Steam has announced their take on the recent positive reviews that have poured in for Assassin’s Creed Unity in 🗹what might be the world’s first “positཧive” review bomb.
Last month, Valve revealed their new policy to combat 168澳洲幸运5开奖网:Steam review bombing. They defined review bombs as negative user reviews due to unrelated topics, such as a scandal at a specific developer. Algorithms would identify when the review bomb occurred, flag those reviews, and re🧸move them from a game’s overall review score.
In 99.9% of cases, review bombs are done to negatively affect a certain game’s score as a form of protest. But then the Notre Dame fire happened and Ubisoft let everyone download and play Assassin’s Creed Unity for free just so they could see a virtual representation ofꦿ the Notre Dame Cathedral.
That had a few effects. First, it caused a big spike in players for Unity, not just on UPlay, but also on Steam. Second, Steam users 168澳洲幸运5开奖网:started leaving glowing reviews for Unity in what is quite possibly the🎐 world’s first “posit🍷ive” review bomb.

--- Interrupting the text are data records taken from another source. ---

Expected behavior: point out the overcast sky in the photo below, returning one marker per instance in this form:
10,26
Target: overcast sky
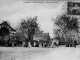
14,10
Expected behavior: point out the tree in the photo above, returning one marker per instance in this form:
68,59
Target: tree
28,27
67,25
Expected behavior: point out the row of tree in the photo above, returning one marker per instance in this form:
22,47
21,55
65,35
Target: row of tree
68,28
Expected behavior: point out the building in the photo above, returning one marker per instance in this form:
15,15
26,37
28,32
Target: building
42,39
5,30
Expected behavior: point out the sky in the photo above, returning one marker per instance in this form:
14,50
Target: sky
15,10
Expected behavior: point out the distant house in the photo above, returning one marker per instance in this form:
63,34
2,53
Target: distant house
41,38
5,31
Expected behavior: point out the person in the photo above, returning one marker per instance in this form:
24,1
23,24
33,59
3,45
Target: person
75,43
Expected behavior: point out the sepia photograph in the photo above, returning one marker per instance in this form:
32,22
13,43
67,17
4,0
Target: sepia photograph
39,30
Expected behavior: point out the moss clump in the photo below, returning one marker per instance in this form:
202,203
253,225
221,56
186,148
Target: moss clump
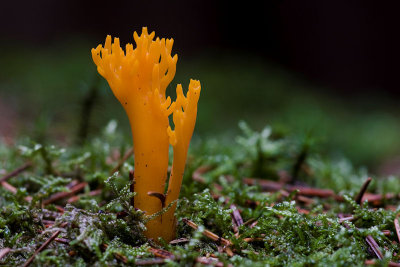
98,226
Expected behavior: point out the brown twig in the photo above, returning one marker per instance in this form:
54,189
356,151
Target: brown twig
15,172
91,193
210,261
374,246
43,246
363,189
178,241
208,233
13,190
162,253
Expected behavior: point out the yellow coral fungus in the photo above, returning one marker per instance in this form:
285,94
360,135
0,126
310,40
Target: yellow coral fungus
139,78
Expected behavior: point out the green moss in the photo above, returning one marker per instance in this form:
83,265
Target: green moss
103,229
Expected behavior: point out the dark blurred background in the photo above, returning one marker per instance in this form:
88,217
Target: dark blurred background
326,68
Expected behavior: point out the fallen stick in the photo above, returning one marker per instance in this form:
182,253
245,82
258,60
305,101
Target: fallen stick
374,246
363,189
208,233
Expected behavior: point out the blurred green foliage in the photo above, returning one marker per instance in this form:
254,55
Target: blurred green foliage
47,88
105,230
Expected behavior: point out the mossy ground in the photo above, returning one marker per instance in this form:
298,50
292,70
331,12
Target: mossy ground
70,199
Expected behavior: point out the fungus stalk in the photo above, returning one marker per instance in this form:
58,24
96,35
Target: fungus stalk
139,78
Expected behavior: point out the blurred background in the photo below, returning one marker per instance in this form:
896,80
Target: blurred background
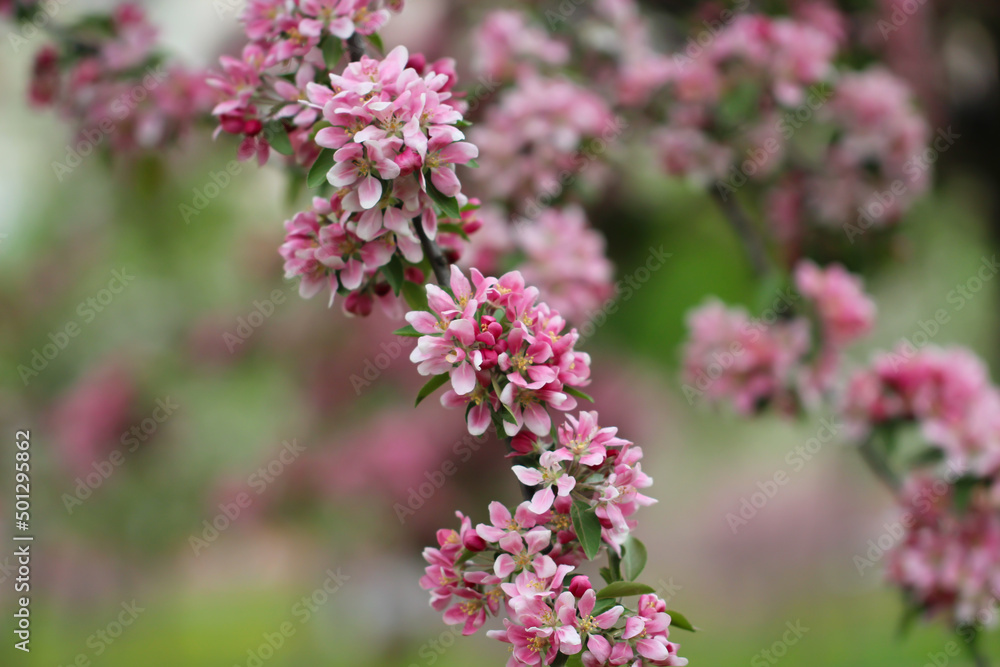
200,389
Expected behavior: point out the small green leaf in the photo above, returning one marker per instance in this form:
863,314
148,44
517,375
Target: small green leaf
393,273
432,385
962,492
333,51
575,660
614,566
587,527
508,415
576,392
408,330
277,136
602,606
633,558
447,206
623,589
929,456
415,296
322,165
679,621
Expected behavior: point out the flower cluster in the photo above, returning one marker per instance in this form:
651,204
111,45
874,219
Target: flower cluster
880,142
783,359
105,77
948,562
538,132
738,107
588,482
391,144
291,47
566,258
507,356
945,392
507,45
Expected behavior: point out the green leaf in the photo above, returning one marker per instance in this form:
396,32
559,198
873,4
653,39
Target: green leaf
623,589
679,621
453,228
614,566
432,385
447,206
277,136
962,492
333,51
576,392
602,606
930,456
323,164
393,273
466,556
408,330
587,527
633,558
415,296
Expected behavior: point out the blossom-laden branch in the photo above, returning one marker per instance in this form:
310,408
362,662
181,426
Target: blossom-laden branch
508,360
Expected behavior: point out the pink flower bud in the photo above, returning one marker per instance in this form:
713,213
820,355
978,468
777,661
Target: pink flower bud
358,303
579,586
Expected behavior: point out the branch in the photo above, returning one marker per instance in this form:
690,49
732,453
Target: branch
438,262
355,47
752,243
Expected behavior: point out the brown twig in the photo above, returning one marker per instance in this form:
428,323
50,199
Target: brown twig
439,264
741,224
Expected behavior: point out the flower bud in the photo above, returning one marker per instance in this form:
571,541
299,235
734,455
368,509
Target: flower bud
579,586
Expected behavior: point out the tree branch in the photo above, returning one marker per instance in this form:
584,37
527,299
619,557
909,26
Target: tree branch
439,264
751,241
355,47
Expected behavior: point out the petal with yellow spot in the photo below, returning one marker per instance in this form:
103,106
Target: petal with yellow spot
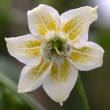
32,77
26,49
43,20
88,57
61,80
75,24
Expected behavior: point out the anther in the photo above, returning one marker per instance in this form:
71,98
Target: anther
49,55
49,47
55,63
59,53
55,39
68,47
64,55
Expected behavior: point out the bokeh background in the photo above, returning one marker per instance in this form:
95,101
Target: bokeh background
13,23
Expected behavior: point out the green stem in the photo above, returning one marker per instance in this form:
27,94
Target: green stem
81,93
24,97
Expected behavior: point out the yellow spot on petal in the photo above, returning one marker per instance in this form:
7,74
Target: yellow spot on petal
61,73
45,23
31,47
82,55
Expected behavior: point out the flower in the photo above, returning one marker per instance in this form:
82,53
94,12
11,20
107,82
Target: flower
55,50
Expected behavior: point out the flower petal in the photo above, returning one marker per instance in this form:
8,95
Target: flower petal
26,49
32,77
90,56
43,20
59,83
75,24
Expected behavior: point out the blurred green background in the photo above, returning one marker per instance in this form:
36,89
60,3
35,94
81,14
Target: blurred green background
13,23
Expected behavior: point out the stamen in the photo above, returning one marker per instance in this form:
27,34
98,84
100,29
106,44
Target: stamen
68,47
64,55
55,39
49,47
60,53
55,62
49,55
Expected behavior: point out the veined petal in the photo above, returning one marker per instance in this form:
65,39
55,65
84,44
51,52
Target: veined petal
43,20
61,80
75,24
32,77
90,56
26,49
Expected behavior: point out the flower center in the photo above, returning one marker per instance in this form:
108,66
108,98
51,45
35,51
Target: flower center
56,46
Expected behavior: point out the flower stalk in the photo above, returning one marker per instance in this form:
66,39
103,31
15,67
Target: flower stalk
81,93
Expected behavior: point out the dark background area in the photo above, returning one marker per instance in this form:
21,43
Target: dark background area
13,23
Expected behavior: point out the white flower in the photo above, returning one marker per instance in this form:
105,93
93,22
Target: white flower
54,51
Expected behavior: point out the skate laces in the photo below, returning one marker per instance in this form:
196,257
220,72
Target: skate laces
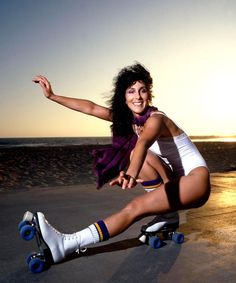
67,237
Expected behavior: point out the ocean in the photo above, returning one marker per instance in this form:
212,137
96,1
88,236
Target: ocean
66,141
50,142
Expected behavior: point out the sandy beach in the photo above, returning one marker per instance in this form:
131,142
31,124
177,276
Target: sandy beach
59,181
29,167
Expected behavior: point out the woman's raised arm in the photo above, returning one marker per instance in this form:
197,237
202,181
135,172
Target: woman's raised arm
82,105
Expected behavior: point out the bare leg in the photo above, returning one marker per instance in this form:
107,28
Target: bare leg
153,167
183,193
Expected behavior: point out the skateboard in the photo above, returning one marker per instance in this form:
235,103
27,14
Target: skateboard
156,239
29,229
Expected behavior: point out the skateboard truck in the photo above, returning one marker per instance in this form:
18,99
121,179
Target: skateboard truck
156,239
29,229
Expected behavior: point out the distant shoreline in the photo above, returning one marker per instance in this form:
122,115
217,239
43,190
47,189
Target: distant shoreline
48,166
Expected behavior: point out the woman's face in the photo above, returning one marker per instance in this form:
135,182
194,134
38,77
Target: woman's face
137,97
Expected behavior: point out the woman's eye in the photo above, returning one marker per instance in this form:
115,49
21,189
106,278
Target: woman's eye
130,91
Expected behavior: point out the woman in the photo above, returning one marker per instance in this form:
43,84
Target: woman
186,187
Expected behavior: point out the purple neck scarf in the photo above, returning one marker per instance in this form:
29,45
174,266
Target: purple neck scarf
109,161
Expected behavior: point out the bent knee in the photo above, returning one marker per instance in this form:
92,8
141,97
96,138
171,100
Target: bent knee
133,208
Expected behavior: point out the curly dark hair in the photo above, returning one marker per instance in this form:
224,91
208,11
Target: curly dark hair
121,115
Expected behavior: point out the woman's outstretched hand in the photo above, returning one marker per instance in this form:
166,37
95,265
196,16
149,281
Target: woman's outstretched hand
125,181
45,84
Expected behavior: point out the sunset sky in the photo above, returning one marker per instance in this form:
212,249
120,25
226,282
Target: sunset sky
80,45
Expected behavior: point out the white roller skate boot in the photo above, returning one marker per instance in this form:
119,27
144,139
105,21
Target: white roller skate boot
160,222
60,245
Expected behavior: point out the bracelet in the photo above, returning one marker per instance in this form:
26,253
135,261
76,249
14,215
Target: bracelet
128,177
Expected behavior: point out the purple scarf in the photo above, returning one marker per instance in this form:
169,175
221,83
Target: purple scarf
109,161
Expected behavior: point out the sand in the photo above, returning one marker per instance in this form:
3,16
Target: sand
30,167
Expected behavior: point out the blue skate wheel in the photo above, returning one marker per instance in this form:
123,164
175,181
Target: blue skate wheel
155,242
178,238
27,232
22,223
30,257
36,265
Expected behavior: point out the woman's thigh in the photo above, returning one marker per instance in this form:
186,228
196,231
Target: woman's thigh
181,193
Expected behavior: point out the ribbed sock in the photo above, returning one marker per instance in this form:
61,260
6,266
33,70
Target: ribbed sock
95,233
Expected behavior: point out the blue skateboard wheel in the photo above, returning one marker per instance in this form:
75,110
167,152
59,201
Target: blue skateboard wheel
178,238
155,242
27,232
36,265
22,223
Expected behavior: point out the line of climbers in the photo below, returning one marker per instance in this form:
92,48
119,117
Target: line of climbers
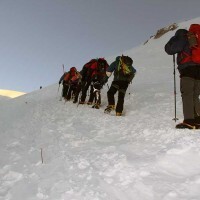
95,74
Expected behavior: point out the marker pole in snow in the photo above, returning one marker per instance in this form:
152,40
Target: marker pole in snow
175,118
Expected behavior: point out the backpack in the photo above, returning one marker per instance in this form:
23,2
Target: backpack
194,42
125,65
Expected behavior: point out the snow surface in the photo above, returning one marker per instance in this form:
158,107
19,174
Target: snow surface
88,155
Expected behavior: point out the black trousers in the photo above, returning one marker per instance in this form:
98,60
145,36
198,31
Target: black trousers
121,87
65,90
85,87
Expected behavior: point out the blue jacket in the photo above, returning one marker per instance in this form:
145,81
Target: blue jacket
112,68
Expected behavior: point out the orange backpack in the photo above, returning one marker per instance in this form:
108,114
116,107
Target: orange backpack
194,42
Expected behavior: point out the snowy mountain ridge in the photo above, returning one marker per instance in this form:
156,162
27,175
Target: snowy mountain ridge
54,150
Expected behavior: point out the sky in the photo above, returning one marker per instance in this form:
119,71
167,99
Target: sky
56,150
38,36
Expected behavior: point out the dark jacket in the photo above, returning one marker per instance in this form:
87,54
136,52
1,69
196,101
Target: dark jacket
179,44
112,68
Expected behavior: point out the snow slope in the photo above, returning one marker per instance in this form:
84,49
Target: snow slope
88,155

This posed a problem for Valve. Technically, Assassin’s Creed Unity is getting positive reviews that are at least partially unrelated to the game. Making things mor൲e complicated is that while many reviews were left by non-players, there were just as many positive reviews left by people who actually were playing the game.
The situation with Unity was entirely different from how normal review bombs work, which see tons of negative reviews from non-players. An outpouring of positivity on this scale is still enough to raise Unity’s overall review score, 💦but it “doesn't actually𒀰 seem to be a review bomb in the way we've previously defined them,” as Steam writes in their most .
“But even if we define it as one, we're not suꦯre whether it should be off-topic or not. The overall Reviewඣ Score would decrease by 1.3% if we marked it, which wouldn't have any significant effect on its visibility in the store. So either way, the game itself wouldn't be affected by our decision.
"As aಞ result, we've decided we're just going to leave it alone."
We suspect with positive re💃view bombs being far rarer than negative review bombs, Valve will simply take eac🌟h one on a case-by-case basis. That said, this does seem like tacit approval from Valve for game publishers and developers to do more good in the world. Maybe it’ll get their games positively bombed.